Diese Skrupel kenne ich auch, wenn ich an meine Paprika denke. Da habe ich sie im Februar gesät und wochenlang betüddelt, um sie Mitte Mai ins Gewächshaus pflanzen zu können. Endlich erscheint neben den Blättern in der ersten Verzweigung die „Königsblüte“ sprich: das erste Fruchtversprechen. Überall kann man lesen und hören (auch von meiner inneren Stimme), dass es richtig und vernünftig ist, diese Blüte zu entfernen. Aber: Vielleicht ist es ja die einzige Blüte, die diese Paprika in diesem Jahr hervorbringt – und dann? Natürlich liegt die Blüte ein paar Augenblicke später auf dem Boden; die jahrelange Erfahrung lässt mir da keine Wahl. Diese Blüte wächst nun mal an der entscheidenden untersten Gabelung der Pflanze. Sämtliche Nährstoffe, die das Wachstum darüber benötigt, müssen hier vorbei. Wenn die Blüte sich an dieser Stelle in eine werdende Frucht verwandelt, holt sie sich alles aus diesen Leitungsbahnen, was sie für ihren Reifeprozess braucht und das fehlt dann bei der oberen Fruchtbildung. Oftmals stößt die Paprika sogar Blüten ab, da wegen der unteren Frucht nicht genügend Nährstoffe zur Bildung der oberen Früchte vorhanden sind.
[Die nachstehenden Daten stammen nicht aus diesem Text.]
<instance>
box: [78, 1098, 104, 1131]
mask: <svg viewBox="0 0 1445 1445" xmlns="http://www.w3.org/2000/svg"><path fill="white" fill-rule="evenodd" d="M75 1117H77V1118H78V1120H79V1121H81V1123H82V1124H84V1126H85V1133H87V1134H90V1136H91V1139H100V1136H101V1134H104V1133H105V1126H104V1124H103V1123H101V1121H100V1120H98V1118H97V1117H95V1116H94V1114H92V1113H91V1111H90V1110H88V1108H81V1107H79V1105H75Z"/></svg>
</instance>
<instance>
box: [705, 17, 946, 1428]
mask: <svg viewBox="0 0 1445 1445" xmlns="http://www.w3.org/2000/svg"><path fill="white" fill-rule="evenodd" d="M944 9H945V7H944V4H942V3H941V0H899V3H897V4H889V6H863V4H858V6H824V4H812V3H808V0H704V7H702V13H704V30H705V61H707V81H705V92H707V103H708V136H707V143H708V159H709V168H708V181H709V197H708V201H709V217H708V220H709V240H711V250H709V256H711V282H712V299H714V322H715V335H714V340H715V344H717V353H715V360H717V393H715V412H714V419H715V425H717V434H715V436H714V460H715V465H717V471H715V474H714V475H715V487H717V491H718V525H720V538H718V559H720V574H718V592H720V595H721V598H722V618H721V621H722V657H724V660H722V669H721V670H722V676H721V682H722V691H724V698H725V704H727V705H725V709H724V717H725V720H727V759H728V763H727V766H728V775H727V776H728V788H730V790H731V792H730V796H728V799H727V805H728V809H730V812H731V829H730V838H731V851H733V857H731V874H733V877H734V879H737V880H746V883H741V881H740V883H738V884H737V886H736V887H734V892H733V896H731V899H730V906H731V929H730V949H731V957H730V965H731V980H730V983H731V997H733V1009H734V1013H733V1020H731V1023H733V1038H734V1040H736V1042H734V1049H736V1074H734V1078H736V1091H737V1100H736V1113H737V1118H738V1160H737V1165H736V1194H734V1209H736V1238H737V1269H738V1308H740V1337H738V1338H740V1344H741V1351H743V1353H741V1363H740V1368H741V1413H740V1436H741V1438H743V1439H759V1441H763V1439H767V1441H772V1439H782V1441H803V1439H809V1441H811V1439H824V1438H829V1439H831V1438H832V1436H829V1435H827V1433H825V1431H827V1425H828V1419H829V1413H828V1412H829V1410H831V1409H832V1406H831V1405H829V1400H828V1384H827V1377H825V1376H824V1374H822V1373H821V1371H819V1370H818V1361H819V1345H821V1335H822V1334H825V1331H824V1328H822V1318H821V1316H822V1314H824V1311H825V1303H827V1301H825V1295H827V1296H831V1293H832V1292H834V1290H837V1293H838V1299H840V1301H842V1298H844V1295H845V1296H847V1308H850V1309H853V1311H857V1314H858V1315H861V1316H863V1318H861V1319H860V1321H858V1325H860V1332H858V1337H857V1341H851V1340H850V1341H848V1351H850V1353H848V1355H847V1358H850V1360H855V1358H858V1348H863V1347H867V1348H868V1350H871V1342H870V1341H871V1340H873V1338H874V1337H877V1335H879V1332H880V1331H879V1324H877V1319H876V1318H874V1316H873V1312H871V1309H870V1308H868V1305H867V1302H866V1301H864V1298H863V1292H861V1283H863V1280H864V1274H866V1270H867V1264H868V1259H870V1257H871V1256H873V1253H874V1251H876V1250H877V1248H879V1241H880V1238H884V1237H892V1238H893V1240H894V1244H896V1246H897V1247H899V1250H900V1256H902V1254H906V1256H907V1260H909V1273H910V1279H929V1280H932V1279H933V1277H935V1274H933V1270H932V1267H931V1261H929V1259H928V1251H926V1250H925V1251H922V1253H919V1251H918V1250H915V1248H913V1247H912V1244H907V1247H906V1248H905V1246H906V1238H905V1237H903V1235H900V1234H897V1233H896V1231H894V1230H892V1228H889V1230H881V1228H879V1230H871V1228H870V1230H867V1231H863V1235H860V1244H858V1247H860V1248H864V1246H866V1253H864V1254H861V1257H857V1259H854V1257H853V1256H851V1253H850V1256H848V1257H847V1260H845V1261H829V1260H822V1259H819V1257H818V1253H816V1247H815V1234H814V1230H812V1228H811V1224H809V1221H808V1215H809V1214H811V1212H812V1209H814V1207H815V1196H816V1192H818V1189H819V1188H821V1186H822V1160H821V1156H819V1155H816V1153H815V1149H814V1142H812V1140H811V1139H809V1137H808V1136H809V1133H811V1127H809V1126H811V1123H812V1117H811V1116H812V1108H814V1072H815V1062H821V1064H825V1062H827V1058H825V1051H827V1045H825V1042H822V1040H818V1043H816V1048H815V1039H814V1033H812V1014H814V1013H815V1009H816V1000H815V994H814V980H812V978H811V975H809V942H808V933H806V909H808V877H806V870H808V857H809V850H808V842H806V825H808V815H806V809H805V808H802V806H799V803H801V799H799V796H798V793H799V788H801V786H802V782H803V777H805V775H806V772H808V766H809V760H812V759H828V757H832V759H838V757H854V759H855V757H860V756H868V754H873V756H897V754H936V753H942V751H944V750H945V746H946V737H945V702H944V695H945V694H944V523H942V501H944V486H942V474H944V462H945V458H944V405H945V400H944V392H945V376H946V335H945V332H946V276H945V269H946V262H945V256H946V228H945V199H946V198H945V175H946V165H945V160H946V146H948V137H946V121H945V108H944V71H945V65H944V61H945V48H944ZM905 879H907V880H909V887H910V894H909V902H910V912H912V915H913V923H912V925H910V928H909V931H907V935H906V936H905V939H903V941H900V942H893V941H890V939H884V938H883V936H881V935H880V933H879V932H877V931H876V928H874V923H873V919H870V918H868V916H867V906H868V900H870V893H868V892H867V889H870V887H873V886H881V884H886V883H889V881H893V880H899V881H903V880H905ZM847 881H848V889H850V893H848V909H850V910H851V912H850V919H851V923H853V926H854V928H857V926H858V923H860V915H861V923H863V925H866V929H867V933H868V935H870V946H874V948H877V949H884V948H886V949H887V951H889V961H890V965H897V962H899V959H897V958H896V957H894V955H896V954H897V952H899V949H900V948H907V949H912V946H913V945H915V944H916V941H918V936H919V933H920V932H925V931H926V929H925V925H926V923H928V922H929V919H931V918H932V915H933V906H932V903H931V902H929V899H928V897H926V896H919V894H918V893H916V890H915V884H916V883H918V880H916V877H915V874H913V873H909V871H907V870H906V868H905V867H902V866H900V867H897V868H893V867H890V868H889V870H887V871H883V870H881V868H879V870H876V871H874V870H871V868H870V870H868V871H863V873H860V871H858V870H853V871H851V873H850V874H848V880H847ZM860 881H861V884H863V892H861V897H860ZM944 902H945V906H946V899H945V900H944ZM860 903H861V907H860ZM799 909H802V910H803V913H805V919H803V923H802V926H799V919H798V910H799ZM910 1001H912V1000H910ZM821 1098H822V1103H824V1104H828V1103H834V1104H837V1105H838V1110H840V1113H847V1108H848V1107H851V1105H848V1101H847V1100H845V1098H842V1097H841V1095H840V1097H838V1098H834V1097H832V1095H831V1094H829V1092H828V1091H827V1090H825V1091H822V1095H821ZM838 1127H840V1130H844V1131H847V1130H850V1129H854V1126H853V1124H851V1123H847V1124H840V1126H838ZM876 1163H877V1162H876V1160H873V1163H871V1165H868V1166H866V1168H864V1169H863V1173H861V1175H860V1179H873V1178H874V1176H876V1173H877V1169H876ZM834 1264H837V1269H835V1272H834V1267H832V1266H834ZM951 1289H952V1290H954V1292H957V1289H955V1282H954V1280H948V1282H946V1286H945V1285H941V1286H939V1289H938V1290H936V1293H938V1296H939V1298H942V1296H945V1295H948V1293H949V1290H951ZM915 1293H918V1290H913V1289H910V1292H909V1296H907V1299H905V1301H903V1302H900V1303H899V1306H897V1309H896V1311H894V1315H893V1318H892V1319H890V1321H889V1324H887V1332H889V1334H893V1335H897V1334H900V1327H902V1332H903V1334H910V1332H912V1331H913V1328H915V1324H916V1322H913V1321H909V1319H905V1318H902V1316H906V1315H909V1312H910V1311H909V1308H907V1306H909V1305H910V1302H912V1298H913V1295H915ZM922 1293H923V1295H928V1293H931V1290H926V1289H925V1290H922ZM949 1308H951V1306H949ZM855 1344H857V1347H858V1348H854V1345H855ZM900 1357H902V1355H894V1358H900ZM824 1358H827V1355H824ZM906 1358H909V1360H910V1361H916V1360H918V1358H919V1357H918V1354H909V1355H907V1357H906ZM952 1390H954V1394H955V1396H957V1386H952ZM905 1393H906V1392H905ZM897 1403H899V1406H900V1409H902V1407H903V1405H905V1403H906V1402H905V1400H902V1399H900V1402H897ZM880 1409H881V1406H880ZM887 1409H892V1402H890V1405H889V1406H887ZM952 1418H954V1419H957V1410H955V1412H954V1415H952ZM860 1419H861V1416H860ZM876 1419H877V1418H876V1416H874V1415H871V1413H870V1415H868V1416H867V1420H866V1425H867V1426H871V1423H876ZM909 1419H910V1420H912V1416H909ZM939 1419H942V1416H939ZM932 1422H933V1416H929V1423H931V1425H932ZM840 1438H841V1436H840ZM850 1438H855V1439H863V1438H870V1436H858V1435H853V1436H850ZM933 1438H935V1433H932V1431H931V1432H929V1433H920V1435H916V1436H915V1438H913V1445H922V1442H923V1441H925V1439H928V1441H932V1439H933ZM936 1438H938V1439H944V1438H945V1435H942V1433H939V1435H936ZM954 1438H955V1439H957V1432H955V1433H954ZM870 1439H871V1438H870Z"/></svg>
Das ist aber lediglich ein Argument zur Entfernung dieses „Königs“. Ein weiterer Grund ergibt sich Wochen später. Die junge Frucht bleibt ja nicht klein, sondern wird immer umfangreicher. Die Stängel der Verzweigung wirken nun wie ein Sperrgitter, wenn darin die Paprikafrucht langsam an Umfang gewinnt; sie behindern das freie Wachstum und die Frucht wird arg eingequetscht. Dadurch wird die Paprika völlig unförmig; in einigen Fällen kann das sogar dazu führen, dass die Wuchskraft einen Teil der Verzweigung absprengt – insbesondere bei den blockigen Paprika; die Spitzpaprika dagegen wachsen weniger in die Breite, sondern eher in die Länge, wodurch sie „wendiger“ sind. Deshalb bietet sich bei den Blockpaprika an, dass nicht nur die erste, sondern auch die zweite Ebene der Blüten entfernt wird, um damit Platz für die oftmals riesigen Früchte zu schaffen. Entgegen der ersten Gefühle dabei, wird durch diese Maßnahme der Ertrag nicht vermindert, sondern sogar erhöht, da mehr Früchte die Gelegenheit bekommen, rasch auszureifen. Wichtig sind auch Stützhilfen (z.B. durch Anbinden), die das Auseinanderbrechen der Pflanze verhindern.
Als ich in diesem Jahr solch eine eingezwängte Paprika erntete, durfte Gewalt keine Lösung sein – wie schnell hätte ein Zweig beschädigt oder gar abgebrochen werden können! Stück für Stück musste ich sie vorsichtig zerschneiden und herauspuhlen – und das war noch nicht einmal das Ergebnis der „Königsblüte“. All das hätte ich vermeiden können, wenn ich bei der Entfernung der Blüten noch hartherziger gewesen wäre. Aber wer ist schon gerne hartherzig – und dann auch noch als erstes gegen einen König?